The training script:

    device = torch.device("cuda")
    dataloader_train = get_dataloader(train=True, batch_size=batch_size)
    dataset_val = VOCDetectionDataset(root="/data/sfy_projects/Datasets/VOC2007/VOCtrainval_06-Nov-2007", year="2007",
                                      image_set="val",
                                      transforms=get_transforms(train=False),
                                      show=False)
    coco_anno_path = "/data/sfy_projects/Datasets/VOC2007/VOCtrainval_06-Nov-2007/voc2007.val.cocoformat.json"

    model = YOLO(anchors=k_means_anchors["2007.train"], num_classes=20).to(device)
    optimizer = optim.SGD(model.parameters(), lr=learning_rate, momentum=0.9, weight_decay=1e-5)
    lr_scheduler = optim.lr_scheduler.ReduceLROnPlateau(optimizer, factor=0.1, patience=5, verbose=True)

    for epoch in range(epochs):
        print("----------------------  TRAINING  ---------------------- ")
        model.train()
        model.freeze_backbone(layers=3)
        model.freeze_bn(model.backbone)
        running_loss, running_objectness_loss, running_classification_loss, running_regression_loss = 0.0, 0.0, 0.0, 0.0
        for i, data in enumerate(dataloader_train):
            imgs, targets = data
            imgs = imgs.to(device)
            for target in targets:
                for obj in target["objects"]:
                    obj["class"] = obj["class"].to(device)
                    obj["bbox"] = obj["bbox"].to(device)

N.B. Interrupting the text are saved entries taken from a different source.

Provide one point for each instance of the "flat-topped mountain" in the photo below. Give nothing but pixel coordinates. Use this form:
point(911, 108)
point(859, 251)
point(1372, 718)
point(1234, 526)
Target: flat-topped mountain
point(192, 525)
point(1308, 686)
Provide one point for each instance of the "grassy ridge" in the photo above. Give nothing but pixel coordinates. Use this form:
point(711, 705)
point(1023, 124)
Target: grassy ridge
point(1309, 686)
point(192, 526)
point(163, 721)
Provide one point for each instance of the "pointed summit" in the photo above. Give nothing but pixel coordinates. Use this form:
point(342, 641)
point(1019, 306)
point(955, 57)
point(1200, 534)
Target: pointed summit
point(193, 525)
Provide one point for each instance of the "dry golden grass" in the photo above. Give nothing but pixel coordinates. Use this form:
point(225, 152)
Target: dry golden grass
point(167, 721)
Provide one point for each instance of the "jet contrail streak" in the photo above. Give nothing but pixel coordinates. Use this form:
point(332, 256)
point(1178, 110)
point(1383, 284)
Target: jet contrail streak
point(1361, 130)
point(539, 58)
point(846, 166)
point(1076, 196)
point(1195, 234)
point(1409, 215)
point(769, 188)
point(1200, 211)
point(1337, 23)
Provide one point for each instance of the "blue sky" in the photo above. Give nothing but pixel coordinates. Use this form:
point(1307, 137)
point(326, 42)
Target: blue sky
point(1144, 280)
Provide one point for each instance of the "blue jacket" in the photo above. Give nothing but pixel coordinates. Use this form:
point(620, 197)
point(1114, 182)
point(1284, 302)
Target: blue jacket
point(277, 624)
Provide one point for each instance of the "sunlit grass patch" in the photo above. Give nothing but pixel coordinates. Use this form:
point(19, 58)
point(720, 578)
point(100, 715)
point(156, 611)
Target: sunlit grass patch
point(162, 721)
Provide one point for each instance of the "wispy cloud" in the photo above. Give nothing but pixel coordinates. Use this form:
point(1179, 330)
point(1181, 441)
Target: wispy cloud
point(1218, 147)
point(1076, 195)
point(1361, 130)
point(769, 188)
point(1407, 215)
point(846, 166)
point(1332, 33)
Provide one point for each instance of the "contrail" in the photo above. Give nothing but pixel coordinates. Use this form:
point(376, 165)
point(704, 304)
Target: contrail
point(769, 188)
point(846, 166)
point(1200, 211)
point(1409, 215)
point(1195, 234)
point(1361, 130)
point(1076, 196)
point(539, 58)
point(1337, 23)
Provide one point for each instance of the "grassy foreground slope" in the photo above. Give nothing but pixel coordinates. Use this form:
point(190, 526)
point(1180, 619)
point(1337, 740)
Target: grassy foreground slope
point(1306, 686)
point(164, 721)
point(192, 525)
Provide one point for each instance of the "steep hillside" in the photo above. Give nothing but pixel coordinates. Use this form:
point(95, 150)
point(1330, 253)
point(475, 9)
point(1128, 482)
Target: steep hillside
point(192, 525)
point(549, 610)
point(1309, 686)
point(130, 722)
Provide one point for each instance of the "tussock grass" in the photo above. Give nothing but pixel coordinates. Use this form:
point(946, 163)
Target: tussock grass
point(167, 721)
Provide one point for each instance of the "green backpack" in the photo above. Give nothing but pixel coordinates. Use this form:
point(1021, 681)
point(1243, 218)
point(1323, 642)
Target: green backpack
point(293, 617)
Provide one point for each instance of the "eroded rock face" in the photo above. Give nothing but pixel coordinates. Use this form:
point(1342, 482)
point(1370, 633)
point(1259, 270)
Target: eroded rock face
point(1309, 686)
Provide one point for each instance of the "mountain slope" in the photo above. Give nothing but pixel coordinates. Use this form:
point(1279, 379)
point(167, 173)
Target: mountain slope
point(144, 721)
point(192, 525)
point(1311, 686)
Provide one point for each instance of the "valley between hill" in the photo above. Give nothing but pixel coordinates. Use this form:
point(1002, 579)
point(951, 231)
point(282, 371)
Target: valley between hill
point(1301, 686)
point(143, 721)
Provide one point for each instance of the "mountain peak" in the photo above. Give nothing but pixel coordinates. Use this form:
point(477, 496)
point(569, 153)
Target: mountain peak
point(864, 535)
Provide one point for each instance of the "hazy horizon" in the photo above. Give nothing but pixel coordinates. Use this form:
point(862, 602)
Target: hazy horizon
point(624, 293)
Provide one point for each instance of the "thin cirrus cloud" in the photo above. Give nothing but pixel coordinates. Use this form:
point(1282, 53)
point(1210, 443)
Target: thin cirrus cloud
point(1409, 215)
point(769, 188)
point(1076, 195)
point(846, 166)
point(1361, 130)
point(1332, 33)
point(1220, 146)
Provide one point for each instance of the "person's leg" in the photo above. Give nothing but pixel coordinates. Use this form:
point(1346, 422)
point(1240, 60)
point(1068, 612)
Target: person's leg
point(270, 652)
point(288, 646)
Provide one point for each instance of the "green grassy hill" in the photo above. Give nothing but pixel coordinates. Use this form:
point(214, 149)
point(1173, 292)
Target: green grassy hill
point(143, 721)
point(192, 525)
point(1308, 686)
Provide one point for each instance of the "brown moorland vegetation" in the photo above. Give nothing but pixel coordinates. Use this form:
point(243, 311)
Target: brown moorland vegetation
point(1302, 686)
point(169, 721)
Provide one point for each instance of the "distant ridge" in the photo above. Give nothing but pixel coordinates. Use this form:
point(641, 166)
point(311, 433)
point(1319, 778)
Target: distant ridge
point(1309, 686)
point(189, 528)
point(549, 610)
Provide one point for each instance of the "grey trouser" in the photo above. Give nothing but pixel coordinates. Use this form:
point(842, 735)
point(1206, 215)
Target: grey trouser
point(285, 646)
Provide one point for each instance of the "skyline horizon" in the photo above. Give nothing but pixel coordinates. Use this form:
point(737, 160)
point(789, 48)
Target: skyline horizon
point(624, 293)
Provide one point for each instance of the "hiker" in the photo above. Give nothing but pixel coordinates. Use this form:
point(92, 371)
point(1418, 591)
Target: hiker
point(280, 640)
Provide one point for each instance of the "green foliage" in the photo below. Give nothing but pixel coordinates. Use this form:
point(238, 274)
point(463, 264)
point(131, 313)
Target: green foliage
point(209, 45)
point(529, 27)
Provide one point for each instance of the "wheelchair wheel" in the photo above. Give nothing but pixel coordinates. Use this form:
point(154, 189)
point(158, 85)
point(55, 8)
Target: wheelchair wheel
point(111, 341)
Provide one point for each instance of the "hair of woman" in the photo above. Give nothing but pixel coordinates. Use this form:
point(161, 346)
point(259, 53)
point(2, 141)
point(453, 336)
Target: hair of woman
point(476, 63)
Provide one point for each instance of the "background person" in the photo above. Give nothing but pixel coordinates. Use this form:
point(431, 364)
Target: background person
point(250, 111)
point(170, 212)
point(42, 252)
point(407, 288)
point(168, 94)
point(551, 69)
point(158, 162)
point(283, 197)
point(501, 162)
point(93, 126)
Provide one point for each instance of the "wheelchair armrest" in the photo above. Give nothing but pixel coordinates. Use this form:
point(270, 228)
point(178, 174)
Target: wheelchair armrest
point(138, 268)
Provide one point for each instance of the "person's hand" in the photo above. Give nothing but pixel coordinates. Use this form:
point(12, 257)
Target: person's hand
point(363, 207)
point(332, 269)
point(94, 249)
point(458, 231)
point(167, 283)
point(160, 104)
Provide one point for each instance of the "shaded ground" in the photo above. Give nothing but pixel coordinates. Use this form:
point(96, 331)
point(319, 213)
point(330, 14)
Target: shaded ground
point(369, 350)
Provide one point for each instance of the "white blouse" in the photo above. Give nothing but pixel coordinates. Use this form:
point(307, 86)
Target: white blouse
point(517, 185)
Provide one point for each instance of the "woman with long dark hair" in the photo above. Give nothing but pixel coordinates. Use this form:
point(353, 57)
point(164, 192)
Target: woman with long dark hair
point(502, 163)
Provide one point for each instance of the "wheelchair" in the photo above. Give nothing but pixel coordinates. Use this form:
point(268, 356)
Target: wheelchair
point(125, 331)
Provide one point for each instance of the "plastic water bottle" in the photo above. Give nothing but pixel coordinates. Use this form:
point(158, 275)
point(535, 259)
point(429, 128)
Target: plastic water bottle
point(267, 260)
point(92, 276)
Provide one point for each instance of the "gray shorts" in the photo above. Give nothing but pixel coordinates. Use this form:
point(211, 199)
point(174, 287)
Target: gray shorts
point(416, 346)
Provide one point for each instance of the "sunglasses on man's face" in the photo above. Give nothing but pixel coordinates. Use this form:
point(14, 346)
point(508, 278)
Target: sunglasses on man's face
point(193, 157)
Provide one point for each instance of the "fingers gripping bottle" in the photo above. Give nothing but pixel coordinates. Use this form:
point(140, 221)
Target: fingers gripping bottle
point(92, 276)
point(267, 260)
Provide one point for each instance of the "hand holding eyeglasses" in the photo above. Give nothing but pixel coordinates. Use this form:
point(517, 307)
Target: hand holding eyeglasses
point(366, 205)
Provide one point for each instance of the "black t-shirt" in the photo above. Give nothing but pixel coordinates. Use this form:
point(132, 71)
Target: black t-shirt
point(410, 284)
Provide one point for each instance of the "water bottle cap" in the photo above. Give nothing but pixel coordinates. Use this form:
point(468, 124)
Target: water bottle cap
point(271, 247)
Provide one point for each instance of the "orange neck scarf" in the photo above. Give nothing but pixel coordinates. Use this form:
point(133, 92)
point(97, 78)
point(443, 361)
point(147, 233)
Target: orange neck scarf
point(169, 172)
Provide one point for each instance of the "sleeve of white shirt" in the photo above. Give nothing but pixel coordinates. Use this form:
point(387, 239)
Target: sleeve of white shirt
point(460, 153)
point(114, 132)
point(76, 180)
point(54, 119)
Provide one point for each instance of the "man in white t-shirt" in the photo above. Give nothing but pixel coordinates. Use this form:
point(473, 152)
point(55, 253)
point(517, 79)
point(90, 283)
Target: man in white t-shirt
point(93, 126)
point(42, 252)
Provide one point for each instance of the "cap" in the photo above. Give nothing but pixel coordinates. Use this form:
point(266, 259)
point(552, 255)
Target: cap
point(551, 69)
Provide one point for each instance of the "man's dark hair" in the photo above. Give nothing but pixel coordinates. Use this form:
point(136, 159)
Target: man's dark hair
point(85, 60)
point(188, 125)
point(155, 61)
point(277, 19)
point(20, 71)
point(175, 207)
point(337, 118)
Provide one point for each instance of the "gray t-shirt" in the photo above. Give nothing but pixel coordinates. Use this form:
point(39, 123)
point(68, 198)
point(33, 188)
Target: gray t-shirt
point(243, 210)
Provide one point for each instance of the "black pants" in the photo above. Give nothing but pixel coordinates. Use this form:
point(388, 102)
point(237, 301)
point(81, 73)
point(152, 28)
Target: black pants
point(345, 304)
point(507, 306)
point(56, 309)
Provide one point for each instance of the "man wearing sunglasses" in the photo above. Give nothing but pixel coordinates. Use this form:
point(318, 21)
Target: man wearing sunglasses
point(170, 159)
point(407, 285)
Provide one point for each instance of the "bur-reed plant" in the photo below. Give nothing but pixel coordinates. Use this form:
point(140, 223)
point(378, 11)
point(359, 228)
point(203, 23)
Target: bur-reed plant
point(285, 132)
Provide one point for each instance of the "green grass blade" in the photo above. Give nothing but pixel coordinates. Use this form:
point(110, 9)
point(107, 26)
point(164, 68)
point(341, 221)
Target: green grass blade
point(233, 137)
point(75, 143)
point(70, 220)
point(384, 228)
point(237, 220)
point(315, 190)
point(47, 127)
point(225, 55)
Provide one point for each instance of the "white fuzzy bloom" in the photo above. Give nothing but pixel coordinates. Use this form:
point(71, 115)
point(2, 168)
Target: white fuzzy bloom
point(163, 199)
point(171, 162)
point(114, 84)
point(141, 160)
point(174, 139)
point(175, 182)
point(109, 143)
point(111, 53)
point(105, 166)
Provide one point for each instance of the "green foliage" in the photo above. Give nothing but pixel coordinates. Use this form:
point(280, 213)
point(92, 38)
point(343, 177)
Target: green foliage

            res = model(imgs, targets)
            loss = res["loss"]["loss"]
            objectness_loss = res["loss"]["objectness_loss"]
            classification_loss = res["loss"]["classification_loss"]
            regression_loss = res["loss"]["regression_loss"]
            optimizer.zero_grad()
            loss.backward()
            optimizer.step()

            running_loss += loss.item()
            running_objectness_loss += objectness_loss.item()
            running_classification_loss += classification_loss.item()
            running_regression_loss += regression_loss.item()
            if (i + 1) % batches_show == 0:
                print(f"[epoch: {epoch + 1}, batch: {i + 1}] loss: {running_loss / batches_show:.6f}, obj_loss: {running_objectness_loss / batches_show: .6f}, cls_loss: {running_classification_loss / batches_show: .6f}, reg_loss: {running_regression_loss / batches_show: .6f}")
                running_loss, running_objectness_loss, running_classification_loss, running_regression_loss = 0.0, 0.0, 0.0, 0.0
        lr_scheduler.step(loss)

I’ve tried to ommit optimzing regression loss. Finally I got a rather good model which points out the object’s location and class without awareness of it’s bbox size. But… uhm, I’m not sure what can this prove.
My biggest doubt is that, since I already called optimizer.zero_grad(), why can something happend in one batch of training have a lasting effect on the following training batches? Also I cannot find any clue why this happens.
BTW, the problem is reproducible to me. In fact, it happens at the first epoch every time if I set the learning rate as 0.01. However the sudden raise of regression loss never show up again yet since I tuned learning rate to 0.001(as far as I’ve seen). Is all of this just about learning rate?